Communicating in marriage is important. I would venture out to say that it is the most important thing a couple can do for each other. Yes, I do mean for each other. When couples communicate it allows both acting parities to see how much the person cares about them. When we take the time to listen, and have the willingness to understand one another, and how much we care shines from us. The stats on the ways people communicate are actually quite interesting.14% of normal communication comes from words, 35% of normal communication comes from the tone of your voice, and 51% comes from non-verbal communication. Our bodies can sometimes tell our emotions more than we can. Our behaviors, our movements, all can show different emotions that we are not saying out loud. For instance, you can say your fine, but while you are throwing your hands up in anger. Obviously, your actions are saying “I am not fine”, and what is not new knowledge is that, people notice it. It effects them. Our non-verbal cues can escalate situations more than words sometimes. This is why couples need to take the time to communicate with one another.
            So let us look at the way communication happens. First you have your thoughts/feelings, second you encode what you are going to say, third you decide how you are going to say it. After you have spoken, the other person then decodes what you have said, and develops their own thoughts and feelings on it. Then they go through the same process you did. As each person is conveying their thoughts and feelings, things can be misunderstood. This leads to miscommunication and eventually an argument. As a husband or wife, you need to let your spouse know that you don’t understand what they are trying to say, rather than saying “I understand” to get the argument to end. If we do that we are only hurting our relationships. As you put your feelings into words, you are showing commitment to the other person, and when you listen with empathy to them, you are showing commitment back. You are also showing commitment back as you let them know you don’t understand, because you let them know that “I want to understand, can you help me”. I believe so many divorces, and arguments would not happen, if couples would just be willing to communicate with each other. To set aside pride, and remember that this is the person I love, and they are hurting. We need to remember that. You love your spouse, so why would you want to let them hurt?
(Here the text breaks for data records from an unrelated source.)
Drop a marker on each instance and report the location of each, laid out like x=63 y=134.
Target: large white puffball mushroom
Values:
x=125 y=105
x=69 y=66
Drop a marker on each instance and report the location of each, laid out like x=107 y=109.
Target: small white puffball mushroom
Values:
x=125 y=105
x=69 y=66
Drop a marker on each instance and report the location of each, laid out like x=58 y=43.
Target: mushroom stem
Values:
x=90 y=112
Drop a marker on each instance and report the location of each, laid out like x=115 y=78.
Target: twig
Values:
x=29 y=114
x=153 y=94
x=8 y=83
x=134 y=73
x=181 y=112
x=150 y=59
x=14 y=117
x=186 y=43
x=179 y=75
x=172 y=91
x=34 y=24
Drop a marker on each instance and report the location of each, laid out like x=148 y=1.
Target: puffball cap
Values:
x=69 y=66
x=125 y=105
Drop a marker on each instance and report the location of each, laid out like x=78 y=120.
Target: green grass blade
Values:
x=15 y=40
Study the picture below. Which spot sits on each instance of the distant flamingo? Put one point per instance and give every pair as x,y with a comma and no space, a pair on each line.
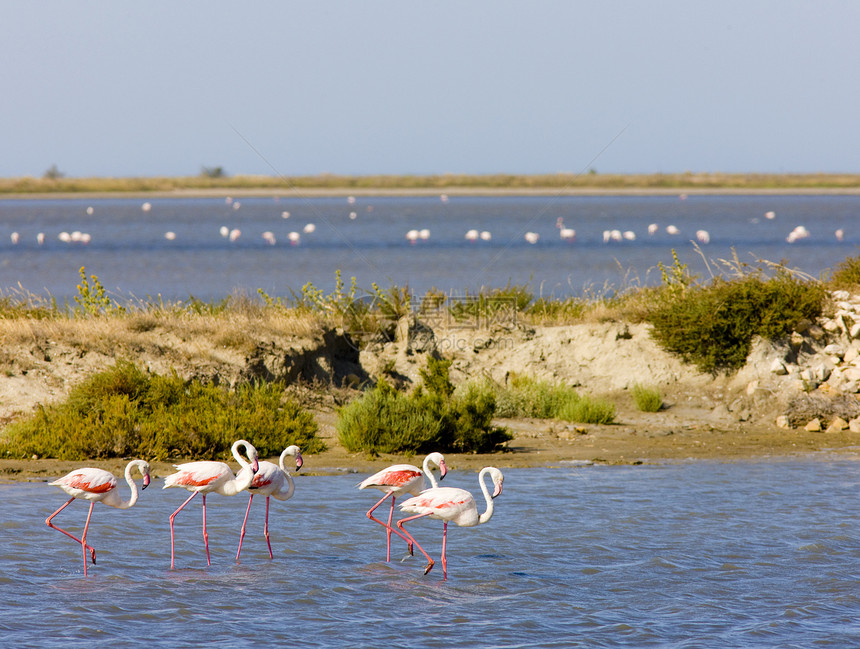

            Communicating also builds the relationship. We build a deeper compassion for our spouse, and a stronger connection. It also can do the opposite. What is interesting about communication is, you can never not communicate. We are always communicating with everyone we meet. There is always communication, no matter if its good, or bad miscommunication. We all still communicate no matter what. Something that can help with miscommunication, is forget yourself, and listen. Remember that grace should be present. You are not communicating to argue, but to make a difference in your relationship. Grace is something that is not earned, deserved, or paid for. It is freely given. Motivation for communicating should be based on resolving issues for the better, because we want them to be better. We want to have joy in our relationships, and it takes humility to do it.